ARTICLE V – NOMINATIONS COMMITTEE

The Nominations Committee comprises of a diverse set of four to five individuals including but not limited to current and past members of the Board, with at least one member of the current Board. They reflect diversity and seniority within the Society leadership and hold a large network in the field of Endocrinology. External advisors can be invited as non-voting members of the Nominations Committee. Members of the Nominations Committee are selected by the Board for ratification by the GA. The term of office is a maximum of 2 cycles and is renewable 1 time.

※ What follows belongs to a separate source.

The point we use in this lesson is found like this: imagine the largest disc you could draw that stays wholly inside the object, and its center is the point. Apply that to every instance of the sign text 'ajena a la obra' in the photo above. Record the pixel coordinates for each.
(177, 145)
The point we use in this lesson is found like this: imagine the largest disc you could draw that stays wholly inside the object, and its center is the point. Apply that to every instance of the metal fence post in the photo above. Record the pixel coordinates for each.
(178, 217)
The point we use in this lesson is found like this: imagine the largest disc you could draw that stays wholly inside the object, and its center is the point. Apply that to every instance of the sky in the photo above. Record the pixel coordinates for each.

The Nominations Committee is accountable to the Board.

Mandate of the Nominations Committee:

  • To regularly review, in cooperation with the Board, the structure, size and required composition (including skills, knowledge, specialty, experience, geography and diversity) of the Board and make recommendations for change.
  • To define candidate profiles for Board nominations, including characteristics, skills, and experience of particular value for the Board.
  • To be responsible for soliciting and reviewing nominations for Board positions.
  • To evaluate nominations received and provide the Board and GA, as appropriate, with summaries of nominees’ qualified applications and make a recommendation for selection and ratification.

The nominations and elections process is defined in the Governance Procedures.

In case necessary, the Nominations Committee will also serve as the Society’s Ethics Committee.

ARTICLE VI – AMENDMENTS 

Statutes of the Society may be enacted, repealed or amended by an affirmative vote of at least two-thirds of the members of the General Assembly voting at any AGM, EGM or electronically, provided that proposals for the statutes to be enacted, repealed or amended are distributed by the Executive Office to the representatives on the General Assembly at least one month prior to the meeting at which they are to be considered.

ARTICLE VII – DISSOLUTION

Dissolution shall be proposed, processed, and voted upon in a manner identical to that stipulated for Amendments, whereby quorum will be two-thirds of the members of the General Assembly . In the case of dissolution of the Society, the Board shall dispose of all net assets of the society exclusively to such organization(s) which are organized and operated exclusively for charitable or educational purposes.